Os Maxakalis apresentam seus cantos na língua nativa, esses vivenciados nos diferentes espaços da aldeia. Na visita observamos que as crianças sabem muitos cantos. Por meio dos cantos, falam da fauna, flora, de seus conhecimentos sobre anatomia, biologia, da vida e da essência humana. Para esse povo os cantos tem uma grande importância, pois são propagadores de conhecimentos ancestres adquiridos pela tradição oral. E quem conhece e canta é como guardião desses saberes milenares. O canto funciona como um código cultural que possibilita a conexão entre o passado e o presente. E um canto é, ao mesmo tempo, um espírito que deve ser cuidado e o seu conhecimento transmitido entre gerações.

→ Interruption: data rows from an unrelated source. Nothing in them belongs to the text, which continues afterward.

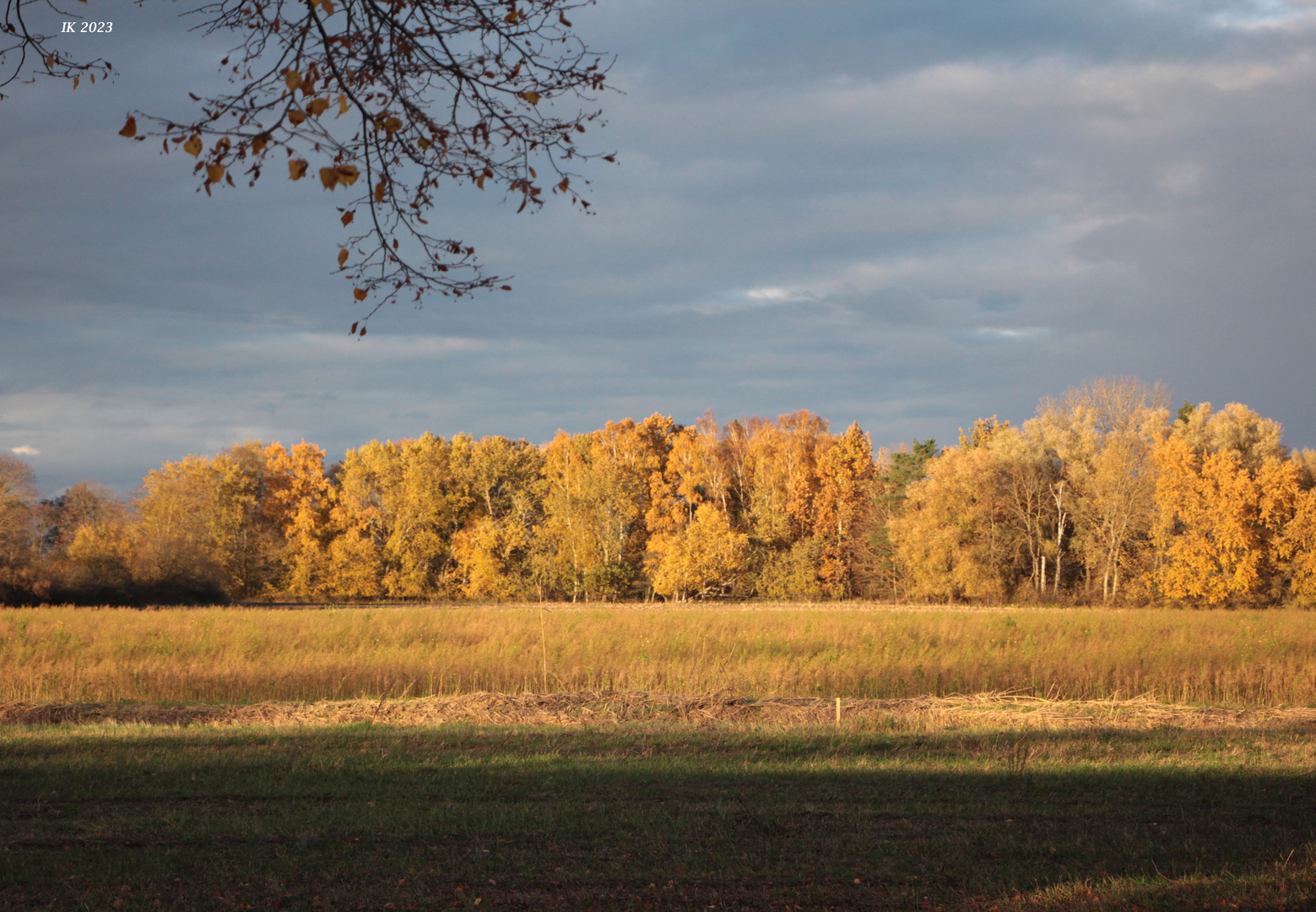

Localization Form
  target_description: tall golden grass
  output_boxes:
[0,605,1316,705]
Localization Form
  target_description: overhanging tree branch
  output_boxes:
[0,0,615,335]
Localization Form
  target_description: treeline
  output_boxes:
[8,379,1316,605]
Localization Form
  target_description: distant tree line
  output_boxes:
[8,377,1316,605]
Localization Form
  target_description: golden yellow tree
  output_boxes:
[653,502,749,601]
[891,446,1020,600]
[1154,436,1300,604]
[813,424,874,599]
[264,441,334,599]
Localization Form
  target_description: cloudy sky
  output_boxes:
[0,0,1316,495]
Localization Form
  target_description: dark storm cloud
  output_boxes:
[0,0,1316,490]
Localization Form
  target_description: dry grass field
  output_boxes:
[0,604,1316,707]
[8,605,1316,912]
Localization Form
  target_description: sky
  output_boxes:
[0,0,1316,497]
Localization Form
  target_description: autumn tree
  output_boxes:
[537,415,663,601]
[263,441,334,599]
[329,433,476,599]
[813,424,874,599]
[891,445,1020,601]
[1154,436,1309,605]
[41,480,134,604]
[0,0,613,328]
[653,502,749,601]
[1025,377,1168,599]
[0,453,37,600]
[452,437,544,599]
[867,437,937,598]
[742,410,831,599]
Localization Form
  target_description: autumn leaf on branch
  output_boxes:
[0,0,613,334]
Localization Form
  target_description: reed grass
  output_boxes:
[0,605,1316,707]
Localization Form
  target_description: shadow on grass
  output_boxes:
[0,725,1316,909]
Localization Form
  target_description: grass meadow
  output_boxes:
[0,605,1316,912]
[0,605,1316,705]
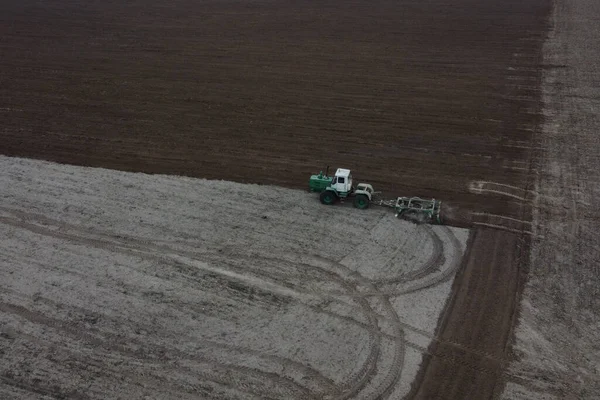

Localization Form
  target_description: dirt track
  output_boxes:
[0,0,549,398]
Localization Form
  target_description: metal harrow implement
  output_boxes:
[374,197,442,224]
[309,167,442,224]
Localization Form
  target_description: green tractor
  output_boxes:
[309,168,375,209]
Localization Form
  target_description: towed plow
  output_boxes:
[309,167,442,224]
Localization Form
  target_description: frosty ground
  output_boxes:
[0,157,468,399]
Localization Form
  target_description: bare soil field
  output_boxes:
[0,0,549,220]
[0,157,468,399]
[504,0,600,399]
[0,0,551,398]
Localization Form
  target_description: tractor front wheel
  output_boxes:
[319,190,337,206]
[354,194,369,210]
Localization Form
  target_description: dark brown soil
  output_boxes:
[0,0,551,398]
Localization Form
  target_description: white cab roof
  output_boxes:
[335,168,350,176]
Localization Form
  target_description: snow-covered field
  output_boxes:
[0,157,468,399]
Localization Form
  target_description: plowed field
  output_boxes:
[0,0,550,398]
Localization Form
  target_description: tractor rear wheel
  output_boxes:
[354,194,369,210]
[319,190,337,206]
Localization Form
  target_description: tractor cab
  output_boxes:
[330,168,353,194]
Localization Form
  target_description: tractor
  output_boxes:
[309,168,375,209]
[309,167,442,224]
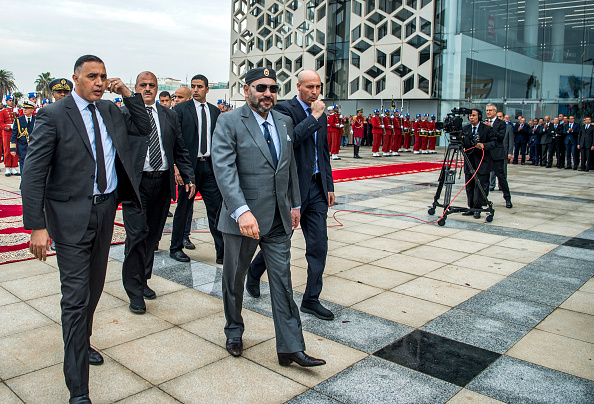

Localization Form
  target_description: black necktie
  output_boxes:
[200,104,207,156]
[146,107,163,171]
[262,122,278,168]
[87,104,107,193]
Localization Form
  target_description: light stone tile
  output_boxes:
[243,332,368,387]
[506,329,594,380]
[453,254,525,276]
[1,271,60,300]
[536,309,594,344]
[91,306,173,349]
[295,276,382,307]
[145,289,223,324]
[447,389,503,404]
[559,290,594,316]
[402,245,468,264]
[105,327,228,385]
[160,351,307,404]
[352,292,450,328]
[425,265,505,290]
[336,264,416,289]
[180,309,275,349]
[0,302,53,337]
[392,277,480,307]
[371,254,445,276]
[0,324,64,380]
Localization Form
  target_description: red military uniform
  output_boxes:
[0,107,19,170]
[382,111,393,156]
[402,114,412,151]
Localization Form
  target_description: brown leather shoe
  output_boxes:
[278,351,326,367]
[225,337,243,357]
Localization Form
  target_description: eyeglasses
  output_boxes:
[251,84,278,93]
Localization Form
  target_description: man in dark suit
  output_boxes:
[246,70,334,320]
[577,116,594,171]
[512,117,530,165]
[122,72,196,314]
[169,74,224,264]
[21,55,151,403]
[213,67,326,366]
[462,109,497,219]
[563,116,580,170]
[484,104,513,209]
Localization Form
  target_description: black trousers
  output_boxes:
[122,171,171,307]
[169,161,225,258]
[56,194,117,397]
[250,175,328,304]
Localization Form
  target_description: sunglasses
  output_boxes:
[252,84,278,93]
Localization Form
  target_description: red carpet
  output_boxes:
[332,161,442,182]
[0,189,126,264]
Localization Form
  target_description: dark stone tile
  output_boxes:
[421,309,530,353]
[286,390,340,404]
[466,356,594,404]
[456,292,555,327]
[374,330,501,387]
[303,308,413,353]
[314,356,460,404]
[563,237,594,250]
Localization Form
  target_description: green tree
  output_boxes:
[0,69,17,100]
[35,72,54,99]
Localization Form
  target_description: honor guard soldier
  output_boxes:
[0,95,19,177]
[10,101,35,175]
[390,109,403,156]
[382,109,392,157]
[427,115,439,154]
[49,77,74,102]
[352,108,365,159]
[328,105,344,160]
[412,114,422,154]
[402,114,412,152]
[371,109,385,157]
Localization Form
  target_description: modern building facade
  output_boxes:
[229,0,594,117]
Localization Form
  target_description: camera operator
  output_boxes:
[462,108,497,219]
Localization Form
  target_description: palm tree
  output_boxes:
[35,72,54,99]
[0,69,17,100]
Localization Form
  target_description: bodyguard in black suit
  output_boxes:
[21,55,151,403]
[577,116,594,171]
[246,70,334,320]
[462,109,497,219]
[122,72,196,314]
[169,74,224,264]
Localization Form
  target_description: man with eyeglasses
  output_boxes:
[213,67,326,366]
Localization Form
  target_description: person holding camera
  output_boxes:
[462,108,497,219]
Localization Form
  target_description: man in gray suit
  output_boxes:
[21,55,151,404]
[212,68,326,366]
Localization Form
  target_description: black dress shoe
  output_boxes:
[225,337,243,358]
[301,302,334,320]
[83,347,103,366]
[169,250,190,262]
[278,351,326,367]
[68,394,91,404]
[184,238,196,250]
[128,303,146,314]
[142,285,157,300]
[245,271,260,299]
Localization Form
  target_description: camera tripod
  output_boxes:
[427,133,495,226]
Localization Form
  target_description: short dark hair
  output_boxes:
[190,74,208,87]
[74,55,105,74]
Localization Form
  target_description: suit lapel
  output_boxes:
[64,95,95,159]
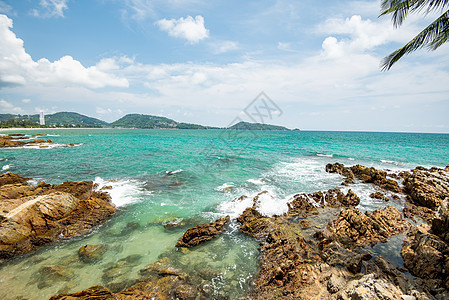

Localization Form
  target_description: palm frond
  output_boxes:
[379,0,449,27]
[381,10,449,71]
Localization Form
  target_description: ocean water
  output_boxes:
[0,129,449,299]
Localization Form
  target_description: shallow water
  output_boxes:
[0,129,449,299]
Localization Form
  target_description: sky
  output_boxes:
[0,0,449,133]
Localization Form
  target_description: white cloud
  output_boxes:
[212,41,239,54]
[31,0,69,18]
[0,1,13,14]
[0,99,24,114]
[0,15,129,88]
[156,16,209,44]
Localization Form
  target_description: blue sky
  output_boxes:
[0,0,449,133]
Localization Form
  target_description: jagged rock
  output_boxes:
[350,165,401,193]
[432,198,449,243]
[0,173,115,259]
[328,206,409,248]
[50,285,114,300]
[337,274,403,300]
[326,163,355,183]
[369,192,390,202]
[0,172,31,187]
[404,167,449,211]
[340,189,360,207]
[176,216,230,247]
[401,227,449,283]
[78,245,107,263]
[326,163,401,192]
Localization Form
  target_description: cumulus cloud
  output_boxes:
[212,41,239,54]
[156,16,209,44]
[31,0,69,18]
[0,99,23,114]
[0,1,13,14]
[0,15,129,88]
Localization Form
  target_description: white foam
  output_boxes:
[165,169,184,175]
[215,182,235,192]
[257,191,292,217]
[380,159,402,166]
[247,179,263,185]
[218,196,253,219]
[94,177,143,207]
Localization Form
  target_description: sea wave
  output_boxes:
[165,169,184,175]
[94,177,149,207]
[215,182,235,192]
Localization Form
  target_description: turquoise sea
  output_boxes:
[0,129,449,299]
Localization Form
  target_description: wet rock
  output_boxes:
[176,216,230,247]
[326,163,355,183]
[37,266,74,289]
[0,174,115,259]
[337,274,403,300]
[340,189,360,207]
[50,286,114,300]
[432,198,449,243]
[78,245,107,263]
[369,192,390,202]
[404,167,449,211]
[401,227,449,281]
[350,165,401,193]
[0,172,31,186]
[328,206,410,248]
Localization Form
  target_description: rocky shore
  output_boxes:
[0,173,116,262]
[36,163,449,300]
[0,133,75,148]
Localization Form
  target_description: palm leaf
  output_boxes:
[379,0,449,27]
[381,10,449,71]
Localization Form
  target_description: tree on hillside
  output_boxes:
[380,0,449,71]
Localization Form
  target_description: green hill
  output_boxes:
[109,114,212,129]
[44,112,108,127]
[228,121,290,131]
[0,112,108,127]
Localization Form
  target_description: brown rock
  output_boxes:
[369,192,390,202]
[78,245,107,263]
[432,198,449,243]
[326,163,355,183]
[350,165,401,193]
[0,172,31,187]
[404,167,449,211]
[0,173,115,259]
[328,206,409,248]
[340,189,360,207]
[401,227,449,280]
[176,216,230,247]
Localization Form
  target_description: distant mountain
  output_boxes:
[228,121,290,131]
[109,114,212,129]
[0,112,108,127]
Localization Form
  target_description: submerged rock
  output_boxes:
[328,206,410,248]
[176,216,230,247]
[0,173,116,259]
[326,163,401,193]
[78,245,107,263]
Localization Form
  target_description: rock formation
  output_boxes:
[176,216,230,247]
[0,173,115,260]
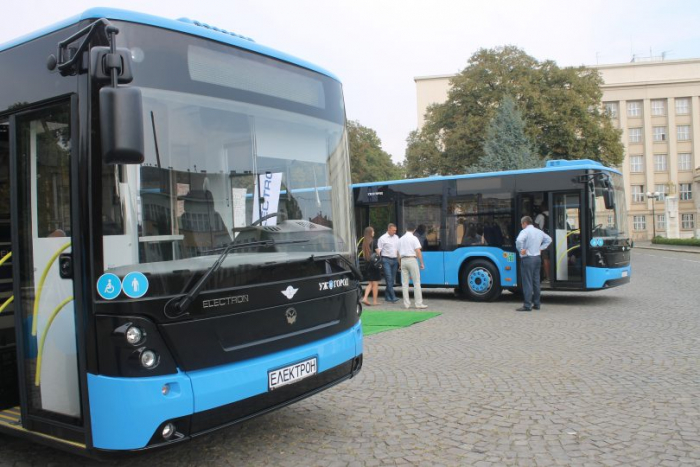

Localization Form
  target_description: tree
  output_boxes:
[348,120,403,183]
[406,46,623,176]
[472,96,542,172]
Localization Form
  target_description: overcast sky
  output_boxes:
[0,0,700,162]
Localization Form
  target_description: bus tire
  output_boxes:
[459,259,501,302]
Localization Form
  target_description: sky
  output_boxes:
[0,0,700,162]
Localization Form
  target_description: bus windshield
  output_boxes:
[102,34,353,295]
[591,173,628,238]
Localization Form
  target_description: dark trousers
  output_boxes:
[382,256,399,302]
[520,256,542,308]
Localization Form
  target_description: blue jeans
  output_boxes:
[520,256,542,309]
[382,256,399,302]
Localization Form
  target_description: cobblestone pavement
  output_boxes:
[0,250,700,466]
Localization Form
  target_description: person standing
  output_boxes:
[515,216,552,311]
[377,224,399,303]
[362,226,382,306]
[399,223,428,308]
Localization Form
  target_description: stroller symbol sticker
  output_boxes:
[122,272,148,298]
[97,273,122,300]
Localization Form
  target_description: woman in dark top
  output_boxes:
[362,226,382,306]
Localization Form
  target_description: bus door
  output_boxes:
[7,100,85,447]
[549,191,585,288]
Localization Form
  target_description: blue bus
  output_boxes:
[0,9,363,456]
[353,160,631,301]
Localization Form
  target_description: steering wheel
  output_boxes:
[250,211,282,227]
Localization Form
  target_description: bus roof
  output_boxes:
[352,159,622,187]
[0,8,340,81]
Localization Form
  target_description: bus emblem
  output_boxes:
[284,308,297,324]
[282,285,299,300]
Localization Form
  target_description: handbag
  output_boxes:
[369,253,384,271]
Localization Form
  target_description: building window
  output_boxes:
[630,128,642,143]
[654,183,668,201]
[654,154,668,172]
[651,99,666,115]
[676,97,690,115]
[653,126,668,141]
[631,185,644,203]
[630,156,644,173]
[678,183,693,201]
[627,101,642,117]
[681,214,695,230]
[656,214,666,230]
[605,102,617,118]
[678,152,692,170]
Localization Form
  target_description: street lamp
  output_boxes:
[647,191,661,241]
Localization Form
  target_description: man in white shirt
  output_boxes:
[515,216,552,311]
[399,222,428,308]
[377,224,399,303]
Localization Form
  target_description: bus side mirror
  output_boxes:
[100,87,145,164]
[603,188,615,209]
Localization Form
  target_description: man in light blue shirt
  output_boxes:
[515,216,552,311]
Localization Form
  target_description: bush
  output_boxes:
[651,237,700,246]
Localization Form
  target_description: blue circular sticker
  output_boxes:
[97,273,122,300]
[122,272,148,298]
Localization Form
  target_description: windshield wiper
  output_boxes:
[164,239,308,319]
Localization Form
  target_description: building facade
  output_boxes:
[415,59,700,240]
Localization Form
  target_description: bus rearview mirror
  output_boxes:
[100,87,144,164]
[603,188,615,209]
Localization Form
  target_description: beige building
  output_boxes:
[415,59,700,240]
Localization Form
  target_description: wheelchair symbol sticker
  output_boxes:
[122,272,148,298]
[97,273,122,300]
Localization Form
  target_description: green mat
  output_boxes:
[362,310,440,336]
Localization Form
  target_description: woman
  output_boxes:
[362,226,382,306]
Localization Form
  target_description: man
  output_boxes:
[515,216,552,311]
[399,222,428,309]
[377,224,399,303]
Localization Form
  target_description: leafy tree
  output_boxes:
[472,96,542,172]
[406,46,623,176]
[348,120,403,183]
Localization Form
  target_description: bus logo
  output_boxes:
[284,308,297,324]
[282,285,299,300]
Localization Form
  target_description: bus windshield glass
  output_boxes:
[102,27,353,295]
[591,173,627,238]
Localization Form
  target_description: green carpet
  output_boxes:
[362,310,440,336]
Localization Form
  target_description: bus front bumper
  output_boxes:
[88,322,362,451]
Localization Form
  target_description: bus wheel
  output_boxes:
[459,259,501,302]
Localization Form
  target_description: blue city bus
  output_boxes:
[353,160,631,301]
[0,9,362,457]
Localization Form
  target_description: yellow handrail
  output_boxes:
[32,242,70,336]
[34,297,73,386]
[557,230,581,266]
[0,295,15,313]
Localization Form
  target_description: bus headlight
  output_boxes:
[160,423,175,439]
[140,350,159,370]
[124,326,144,345]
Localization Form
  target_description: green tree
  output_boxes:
[406,46,623,176]
[472,96,542,172]
[348,120,403,183]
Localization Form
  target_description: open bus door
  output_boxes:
[0,99,86,449]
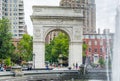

Cantar para esse povo é uma das formas de pensar o mundo, nomear, descrever e falar das ações humanas e sobrenaturais (às vezes pelas vozes dos espíritos, que são registradas em forma de onomatopeias). Como exemplo, o canto do zabelê é iniciado com o lamento da ave, assim registrado: “diodioidiodioi o ooooo o ooo e o e o eo o e oi o e oi e oi e oi” que anuncia a sua partida para um lugar que o humano não pode ir“[…] vou embora, vou embora; vou embora com saudade, quando chegar, quando chegar, com saudade vou deitar […]” (canto do zabelê, traduzido por pesquisadores).

Os cantos são vistos como enunciados essenciais para o desenvolvimento dos sujeitos, na medida em que contribuem para a compreensão de si e do outro. Para cantar e receber visitas, pintam os rostos com urucum. Ao perguntarmos por que estavam pintados, responderam que assim se pintavam para ficarem bonitos para os visitantes.

Helânia (2) - 18-05-2016

Crianças em organização para nos apresentar alguns cantos

Vale ressaltar que as músicas sertanejas e o forró são muito apreciados por eles, por isso investem na tradução desses gêneros musicais na língua nativa, o que tem impulsionado a especialização de cantores Maxakalis e a criação de bandas também nesse universo musical.